To determine whether overexpression of SOD influenced the expression of other antioxidant enzymes, tumor tissue was evaluated biochemically for catalase and glutathione peroxidase activities, as described in "Materials and Methods." While high levels of catalase activity were observed, there were no differences in catalase or glutathione peroxidase activity between the groups (data not shown).

Overexpression of ecSOD Inhibits the Growth of s.c. B16-F1 Tumors
Food consumption did not differ between the two groups at any time point studied. Body weight gains were similar for both Ad.lacZ- and Ad.ecSOD-infected animals up to 7 days after tumor implantation (Fig. 2A), demonstrating that both groups of mice received adequate nutrition. However, Ad.lacZ-infected animals significantly outgrew the Ad.ecSOD-infected animals between days 7 and 14, consistent with a significant increase in tumor size (see below).

View larger version (14K): [in this window] [in a new window]   FIGURE 2. Body weight gain in mice with implanted tumor cells. Male C57BL/6 mice were infected with Ad.lacZ or Ad.ecSOD 3 days before implantation of B16-F1 melanoma cells, as described in "Materials and Methods." Cells were implanted on day 0, and animals were evaluated for 14 days. Body weights were monitored (A) and tumor volume was determined (B), as described in "Materials and Methods." Points, mean; bars, SEM (n = 5 per group). *, P < 0.05, repeated-measures ANOVA.

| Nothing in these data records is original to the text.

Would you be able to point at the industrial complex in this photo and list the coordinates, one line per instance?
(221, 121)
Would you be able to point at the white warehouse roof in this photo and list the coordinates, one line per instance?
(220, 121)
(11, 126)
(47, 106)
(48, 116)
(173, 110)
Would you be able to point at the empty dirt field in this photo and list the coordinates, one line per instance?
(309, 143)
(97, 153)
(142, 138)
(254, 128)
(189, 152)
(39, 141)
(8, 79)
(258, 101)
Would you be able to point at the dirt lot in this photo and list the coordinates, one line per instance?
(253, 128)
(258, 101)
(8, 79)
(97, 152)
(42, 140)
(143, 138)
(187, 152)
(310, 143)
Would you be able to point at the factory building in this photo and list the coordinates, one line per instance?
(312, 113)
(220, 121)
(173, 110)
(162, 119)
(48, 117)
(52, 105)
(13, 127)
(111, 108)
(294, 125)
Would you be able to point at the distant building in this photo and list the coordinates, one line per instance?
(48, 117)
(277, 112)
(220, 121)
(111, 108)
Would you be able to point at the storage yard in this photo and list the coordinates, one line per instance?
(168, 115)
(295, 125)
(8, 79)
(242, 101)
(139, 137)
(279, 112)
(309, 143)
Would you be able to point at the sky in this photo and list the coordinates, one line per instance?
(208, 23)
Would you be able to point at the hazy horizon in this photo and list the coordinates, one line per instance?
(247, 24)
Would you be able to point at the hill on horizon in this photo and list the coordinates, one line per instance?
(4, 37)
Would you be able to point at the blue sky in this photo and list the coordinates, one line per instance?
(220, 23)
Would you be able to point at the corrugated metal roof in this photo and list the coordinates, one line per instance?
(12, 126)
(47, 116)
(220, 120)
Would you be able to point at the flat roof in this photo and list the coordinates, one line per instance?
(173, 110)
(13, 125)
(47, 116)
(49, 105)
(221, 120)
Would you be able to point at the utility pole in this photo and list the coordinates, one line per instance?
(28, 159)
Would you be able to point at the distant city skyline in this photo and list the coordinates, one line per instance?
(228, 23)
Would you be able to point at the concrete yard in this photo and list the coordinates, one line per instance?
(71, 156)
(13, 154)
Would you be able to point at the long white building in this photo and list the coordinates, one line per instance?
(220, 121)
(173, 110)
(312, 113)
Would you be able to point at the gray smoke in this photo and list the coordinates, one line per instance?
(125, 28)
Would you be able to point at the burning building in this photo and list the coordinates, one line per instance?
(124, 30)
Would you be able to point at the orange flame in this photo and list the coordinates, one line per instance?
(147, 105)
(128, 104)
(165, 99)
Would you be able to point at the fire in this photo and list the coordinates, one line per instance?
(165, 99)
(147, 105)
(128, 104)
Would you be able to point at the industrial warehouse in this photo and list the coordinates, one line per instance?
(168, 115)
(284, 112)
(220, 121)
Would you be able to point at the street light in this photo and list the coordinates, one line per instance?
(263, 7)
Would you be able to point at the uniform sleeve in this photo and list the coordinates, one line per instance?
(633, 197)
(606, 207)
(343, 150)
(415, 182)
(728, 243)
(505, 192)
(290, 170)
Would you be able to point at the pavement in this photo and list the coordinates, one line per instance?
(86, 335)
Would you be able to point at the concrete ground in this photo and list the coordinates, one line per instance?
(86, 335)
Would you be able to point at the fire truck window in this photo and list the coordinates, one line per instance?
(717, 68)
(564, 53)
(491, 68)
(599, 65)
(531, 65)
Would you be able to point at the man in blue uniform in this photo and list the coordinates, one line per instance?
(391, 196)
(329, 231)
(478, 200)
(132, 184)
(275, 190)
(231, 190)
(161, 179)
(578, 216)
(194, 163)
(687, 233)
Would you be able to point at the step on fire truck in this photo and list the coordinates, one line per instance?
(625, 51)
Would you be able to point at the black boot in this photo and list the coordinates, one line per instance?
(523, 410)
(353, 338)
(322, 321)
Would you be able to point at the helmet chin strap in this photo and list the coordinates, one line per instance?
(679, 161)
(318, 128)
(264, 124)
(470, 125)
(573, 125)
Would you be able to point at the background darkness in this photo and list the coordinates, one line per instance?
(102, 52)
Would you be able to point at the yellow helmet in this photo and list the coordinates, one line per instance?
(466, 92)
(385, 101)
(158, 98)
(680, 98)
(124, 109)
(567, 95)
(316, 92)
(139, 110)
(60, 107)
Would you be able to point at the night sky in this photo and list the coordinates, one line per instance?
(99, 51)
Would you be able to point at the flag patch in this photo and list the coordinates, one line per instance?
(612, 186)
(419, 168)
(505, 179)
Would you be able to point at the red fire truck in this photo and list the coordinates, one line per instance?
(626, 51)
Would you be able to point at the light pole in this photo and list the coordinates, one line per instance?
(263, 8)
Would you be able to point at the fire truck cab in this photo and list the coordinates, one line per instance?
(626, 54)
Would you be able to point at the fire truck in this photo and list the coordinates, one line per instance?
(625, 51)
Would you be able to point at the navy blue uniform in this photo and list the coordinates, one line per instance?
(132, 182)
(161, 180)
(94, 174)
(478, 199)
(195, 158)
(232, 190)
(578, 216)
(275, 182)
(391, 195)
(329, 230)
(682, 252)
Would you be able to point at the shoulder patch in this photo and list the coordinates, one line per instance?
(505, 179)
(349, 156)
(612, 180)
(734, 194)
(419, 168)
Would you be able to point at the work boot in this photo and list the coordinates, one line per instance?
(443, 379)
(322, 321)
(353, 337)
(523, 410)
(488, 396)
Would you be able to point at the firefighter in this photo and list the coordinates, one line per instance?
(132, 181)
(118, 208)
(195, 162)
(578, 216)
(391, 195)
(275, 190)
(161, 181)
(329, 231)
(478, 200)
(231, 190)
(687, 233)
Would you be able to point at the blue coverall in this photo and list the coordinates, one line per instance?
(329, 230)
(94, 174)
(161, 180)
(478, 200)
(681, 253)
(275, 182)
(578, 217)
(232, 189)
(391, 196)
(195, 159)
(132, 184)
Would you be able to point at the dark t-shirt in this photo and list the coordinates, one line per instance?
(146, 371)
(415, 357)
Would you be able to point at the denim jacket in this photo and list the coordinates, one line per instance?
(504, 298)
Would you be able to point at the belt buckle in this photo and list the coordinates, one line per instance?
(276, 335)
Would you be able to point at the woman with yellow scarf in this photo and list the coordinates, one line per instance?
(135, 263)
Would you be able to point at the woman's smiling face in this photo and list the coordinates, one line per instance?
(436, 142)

View larger version (51K): [in this window] [in a new window]   FIGURE 3. Tumor size. Mice were infected with either Ad.lacZ or Ad.ecSOD before implantation of B16-F1 melanoma cells. A. Representative photographs of mice 14 days after receiving B16-F1 cell implantation. B. Photographs of representative tumors from mice infected with Ad.lacZ and Ad.ecSOD. C. At sacrifice, tumors were excised and weighed. D. Cells transduced with recombinant adenovirus containing Ad.lacZ, Ad.SOD1, or Ad.ecSOD were injected into normal mice; tumors were harvested 14 days later and weighed. Columns, mean; bars, SEM (n = 5 per group). *, P < 0.05, Student's t test.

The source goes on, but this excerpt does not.